According to Gordon's lawyer, Debra Katz, and the Project on Government Oversight, Gordon's experience is commonplace for contractors, particularly security workers in contingency zones. While numerous whistleblower laws protect Defense contractors or contractors who report specific violations, such as those under the False Claims Act, large loopholes still exist. State Department contractors, for example, even those working in war zones, do not have the same whistleblower protections afforded to contractors doing nearly identical work for Defense.

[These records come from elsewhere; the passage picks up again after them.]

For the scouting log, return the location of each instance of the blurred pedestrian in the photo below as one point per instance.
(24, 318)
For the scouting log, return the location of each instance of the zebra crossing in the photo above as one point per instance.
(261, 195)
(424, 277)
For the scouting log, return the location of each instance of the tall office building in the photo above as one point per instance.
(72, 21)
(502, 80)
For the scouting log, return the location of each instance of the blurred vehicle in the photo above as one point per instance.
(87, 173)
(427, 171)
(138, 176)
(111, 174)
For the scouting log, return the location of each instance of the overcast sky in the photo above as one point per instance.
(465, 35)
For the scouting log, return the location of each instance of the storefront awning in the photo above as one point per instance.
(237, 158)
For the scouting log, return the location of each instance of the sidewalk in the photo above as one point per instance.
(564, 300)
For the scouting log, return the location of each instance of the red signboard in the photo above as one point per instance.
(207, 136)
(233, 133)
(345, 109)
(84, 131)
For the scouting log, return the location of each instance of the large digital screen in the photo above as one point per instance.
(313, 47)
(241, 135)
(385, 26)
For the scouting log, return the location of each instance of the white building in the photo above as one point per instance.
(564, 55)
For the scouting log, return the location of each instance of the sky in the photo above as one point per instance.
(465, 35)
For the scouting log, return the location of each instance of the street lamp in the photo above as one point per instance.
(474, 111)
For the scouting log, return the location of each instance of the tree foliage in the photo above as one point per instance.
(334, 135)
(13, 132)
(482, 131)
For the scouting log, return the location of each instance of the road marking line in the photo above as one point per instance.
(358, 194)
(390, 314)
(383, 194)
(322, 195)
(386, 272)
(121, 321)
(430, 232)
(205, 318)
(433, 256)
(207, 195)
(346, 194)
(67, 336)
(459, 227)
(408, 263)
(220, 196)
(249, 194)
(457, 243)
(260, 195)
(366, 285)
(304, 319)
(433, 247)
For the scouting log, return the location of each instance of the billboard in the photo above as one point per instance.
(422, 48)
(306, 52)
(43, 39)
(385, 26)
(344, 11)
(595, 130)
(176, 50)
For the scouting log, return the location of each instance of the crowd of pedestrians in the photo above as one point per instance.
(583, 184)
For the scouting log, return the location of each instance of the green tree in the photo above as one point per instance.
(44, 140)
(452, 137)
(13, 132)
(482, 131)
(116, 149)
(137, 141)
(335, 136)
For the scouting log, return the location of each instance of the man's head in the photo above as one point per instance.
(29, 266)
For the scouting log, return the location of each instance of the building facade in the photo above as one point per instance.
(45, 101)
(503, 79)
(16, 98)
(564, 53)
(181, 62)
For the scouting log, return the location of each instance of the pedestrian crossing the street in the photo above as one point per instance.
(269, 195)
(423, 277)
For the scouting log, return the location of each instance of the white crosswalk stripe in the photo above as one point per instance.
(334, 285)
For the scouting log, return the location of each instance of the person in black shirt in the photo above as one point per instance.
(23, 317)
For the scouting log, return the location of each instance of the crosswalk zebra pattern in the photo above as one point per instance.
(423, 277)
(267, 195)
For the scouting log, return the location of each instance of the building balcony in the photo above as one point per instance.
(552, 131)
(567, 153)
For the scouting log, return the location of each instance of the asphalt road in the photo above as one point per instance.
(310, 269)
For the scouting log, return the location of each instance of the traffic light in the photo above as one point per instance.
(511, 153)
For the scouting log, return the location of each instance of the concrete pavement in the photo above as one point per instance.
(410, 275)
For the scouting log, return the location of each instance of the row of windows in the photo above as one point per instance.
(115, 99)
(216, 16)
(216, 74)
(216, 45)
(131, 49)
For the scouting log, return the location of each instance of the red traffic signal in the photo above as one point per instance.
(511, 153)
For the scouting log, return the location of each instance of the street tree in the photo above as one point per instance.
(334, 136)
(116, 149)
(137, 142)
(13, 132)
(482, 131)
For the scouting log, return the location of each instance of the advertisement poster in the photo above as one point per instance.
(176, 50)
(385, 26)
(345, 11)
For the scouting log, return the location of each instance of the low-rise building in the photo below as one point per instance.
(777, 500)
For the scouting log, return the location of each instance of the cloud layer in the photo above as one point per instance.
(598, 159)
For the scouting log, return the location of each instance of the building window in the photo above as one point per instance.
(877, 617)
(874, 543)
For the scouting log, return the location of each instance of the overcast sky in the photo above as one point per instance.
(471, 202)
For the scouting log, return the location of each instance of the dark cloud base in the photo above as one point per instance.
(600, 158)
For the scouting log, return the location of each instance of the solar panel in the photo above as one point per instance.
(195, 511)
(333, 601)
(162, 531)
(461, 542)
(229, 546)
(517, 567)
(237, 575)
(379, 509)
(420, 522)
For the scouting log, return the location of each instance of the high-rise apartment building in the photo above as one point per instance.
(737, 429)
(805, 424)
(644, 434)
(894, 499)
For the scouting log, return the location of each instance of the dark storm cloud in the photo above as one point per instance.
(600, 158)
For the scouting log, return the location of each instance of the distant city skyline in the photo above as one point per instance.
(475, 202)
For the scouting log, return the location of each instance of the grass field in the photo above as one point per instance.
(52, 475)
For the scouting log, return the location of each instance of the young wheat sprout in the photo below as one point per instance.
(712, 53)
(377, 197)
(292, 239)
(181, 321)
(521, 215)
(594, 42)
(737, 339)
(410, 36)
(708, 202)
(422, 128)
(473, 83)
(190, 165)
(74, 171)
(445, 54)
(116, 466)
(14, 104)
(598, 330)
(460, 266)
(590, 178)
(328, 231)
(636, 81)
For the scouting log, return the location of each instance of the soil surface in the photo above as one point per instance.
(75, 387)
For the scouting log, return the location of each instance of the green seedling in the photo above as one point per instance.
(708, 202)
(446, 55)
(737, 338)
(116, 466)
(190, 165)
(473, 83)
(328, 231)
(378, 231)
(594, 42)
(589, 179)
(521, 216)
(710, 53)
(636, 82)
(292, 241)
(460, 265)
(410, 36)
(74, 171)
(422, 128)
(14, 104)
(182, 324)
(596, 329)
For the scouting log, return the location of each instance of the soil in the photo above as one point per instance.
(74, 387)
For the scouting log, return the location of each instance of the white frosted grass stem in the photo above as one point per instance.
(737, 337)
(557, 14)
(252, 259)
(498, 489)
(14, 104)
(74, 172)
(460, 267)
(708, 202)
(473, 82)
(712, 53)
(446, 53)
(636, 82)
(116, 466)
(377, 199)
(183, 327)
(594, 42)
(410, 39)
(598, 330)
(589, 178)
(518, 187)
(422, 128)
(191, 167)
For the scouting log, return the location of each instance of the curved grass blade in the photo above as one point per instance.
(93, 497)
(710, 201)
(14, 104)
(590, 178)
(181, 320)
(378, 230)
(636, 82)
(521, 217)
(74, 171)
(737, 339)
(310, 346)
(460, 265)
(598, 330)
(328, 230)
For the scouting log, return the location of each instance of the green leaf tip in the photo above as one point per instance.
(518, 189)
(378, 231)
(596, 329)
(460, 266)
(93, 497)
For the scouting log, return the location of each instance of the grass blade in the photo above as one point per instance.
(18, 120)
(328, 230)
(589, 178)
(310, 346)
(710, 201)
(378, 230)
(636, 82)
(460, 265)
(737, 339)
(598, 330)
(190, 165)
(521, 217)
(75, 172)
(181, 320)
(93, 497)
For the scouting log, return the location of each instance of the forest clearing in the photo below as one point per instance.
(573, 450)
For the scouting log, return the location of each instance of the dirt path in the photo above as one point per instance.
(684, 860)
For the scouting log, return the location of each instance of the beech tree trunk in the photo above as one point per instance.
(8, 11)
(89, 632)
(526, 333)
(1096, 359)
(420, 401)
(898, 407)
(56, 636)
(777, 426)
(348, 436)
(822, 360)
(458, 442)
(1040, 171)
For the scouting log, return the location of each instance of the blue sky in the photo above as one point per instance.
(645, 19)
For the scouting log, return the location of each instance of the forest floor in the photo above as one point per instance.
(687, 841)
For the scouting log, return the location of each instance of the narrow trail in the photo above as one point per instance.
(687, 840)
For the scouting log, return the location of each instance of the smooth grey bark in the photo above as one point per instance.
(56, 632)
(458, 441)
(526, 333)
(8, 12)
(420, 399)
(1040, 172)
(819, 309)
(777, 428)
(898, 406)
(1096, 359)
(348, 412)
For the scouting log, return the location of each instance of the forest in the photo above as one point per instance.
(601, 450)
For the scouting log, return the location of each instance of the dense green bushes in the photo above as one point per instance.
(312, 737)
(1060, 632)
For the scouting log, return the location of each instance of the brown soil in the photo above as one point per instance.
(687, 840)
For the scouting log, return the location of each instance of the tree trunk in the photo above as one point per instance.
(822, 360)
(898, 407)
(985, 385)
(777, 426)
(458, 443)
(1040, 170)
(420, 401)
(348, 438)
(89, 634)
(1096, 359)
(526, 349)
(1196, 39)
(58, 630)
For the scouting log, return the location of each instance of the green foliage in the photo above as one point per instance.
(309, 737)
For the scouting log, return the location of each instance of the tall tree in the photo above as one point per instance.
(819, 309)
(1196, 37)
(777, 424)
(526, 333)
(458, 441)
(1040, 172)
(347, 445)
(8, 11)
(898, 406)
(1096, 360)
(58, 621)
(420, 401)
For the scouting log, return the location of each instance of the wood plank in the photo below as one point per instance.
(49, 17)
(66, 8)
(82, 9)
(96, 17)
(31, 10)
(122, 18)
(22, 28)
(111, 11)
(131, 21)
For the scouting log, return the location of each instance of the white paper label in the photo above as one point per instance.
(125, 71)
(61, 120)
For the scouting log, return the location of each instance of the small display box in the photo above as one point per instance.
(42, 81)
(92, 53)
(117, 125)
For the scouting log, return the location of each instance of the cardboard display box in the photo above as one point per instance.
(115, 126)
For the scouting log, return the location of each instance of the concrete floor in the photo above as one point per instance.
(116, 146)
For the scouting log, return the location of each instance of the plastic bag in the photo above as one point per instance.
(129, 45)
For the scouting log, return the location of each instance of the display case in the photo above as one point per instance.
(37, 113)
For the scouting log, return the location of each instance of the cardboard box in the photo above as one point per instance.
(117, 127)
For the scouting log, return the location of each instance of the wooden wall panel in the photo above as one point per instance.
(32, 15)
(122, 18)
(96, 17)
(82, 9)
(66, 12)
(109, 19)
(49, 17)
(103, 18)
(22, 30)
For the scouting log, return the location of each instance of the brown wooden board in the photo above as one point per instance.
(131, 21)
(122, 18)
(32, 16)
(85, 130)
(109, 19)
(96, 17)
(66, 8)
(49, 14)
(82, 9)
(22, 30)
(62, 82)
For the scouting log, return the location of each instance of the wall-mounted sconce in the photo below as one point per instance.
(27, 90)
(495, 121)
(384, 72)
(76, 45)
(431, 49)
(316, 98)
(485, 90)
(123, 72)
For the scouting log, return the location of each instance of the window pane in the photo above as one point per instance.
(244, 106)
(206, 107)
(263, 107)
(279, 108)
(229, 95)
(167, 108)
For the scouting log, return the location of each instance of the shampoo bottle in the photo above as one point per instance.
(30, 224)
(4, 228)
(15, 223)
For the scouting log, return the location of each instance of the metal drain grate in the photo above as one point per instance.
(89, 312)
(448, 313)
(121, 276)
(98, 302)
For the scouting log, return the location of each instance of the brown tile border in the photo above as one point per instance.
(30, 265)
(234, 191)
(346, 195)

"You have tens of thousands of people working abroad under these contracts who do not have whistleblower protections unless they also raise issues that fall under False Claims," Katz says. "We've been contacted by whistleblowers under all sorts of contracts who, because of the types of issues they blew the whistle on, might not have legal protection. That's one of the challenges of working for government contractors abroad-you may or may not be covered."

This lack of protection and widespread practice of retaliation caused AGNA whistleblowers to eventually turn to POGO, Executive Director Danielle Brian says. With State employees few and far between where these contractors were operating and a lack of awareness of or trust in inspectors general, they had nowhere else to go, she says.

"The atmosphere at the moment is kind of like the Wild West, because they do have the sense that they're pretty far away and no one is really there watching them," she says. Since the scandal, State Department employees have been posted in the camps where contractors are living, but many people still are facing hostile conditions. "There are daily verbal threats. And people perceived to even have been sympathetic to the whistleblowers-whether they are the whistleblowers or not-are being passed up for promotions and being put on bad shifts and demoted," Brian says.

Since the Kabul scandal hit the newspapers and hearing rooms, Sen. Claire McCaskill, D-Mo., who has drafted numerous pieces of whistleblower protection legislation, introduced a bill to close the loopholes State Department security contractors are slipping through. The 2009 Non-Federal Employee Whistleblower Protection Act would drastically expand coverage for contractors at any agency who disclose violations of any law, rule or regulation. It would cover "abuse of authority" by contract managers, ensure protection for disclosures made to management, and give whistleblowers access to jury trials and IGs' investigative files.

"Whistleblowers are our first line of defense against waste, fraud and abuse. We've got to do everything possible to protect them," McCaskill says.

In his complaint, Gordon says when it comes to contractors working in the security field, the stakes are even higher for those trying to combat misconduct. "In an industry where good people are required to face extreme risk on a daily basis, it is essential that those companies who disregard the rules be removed as they not only endanger their own staff but also endanger the mission, all in order to increase profit," he says.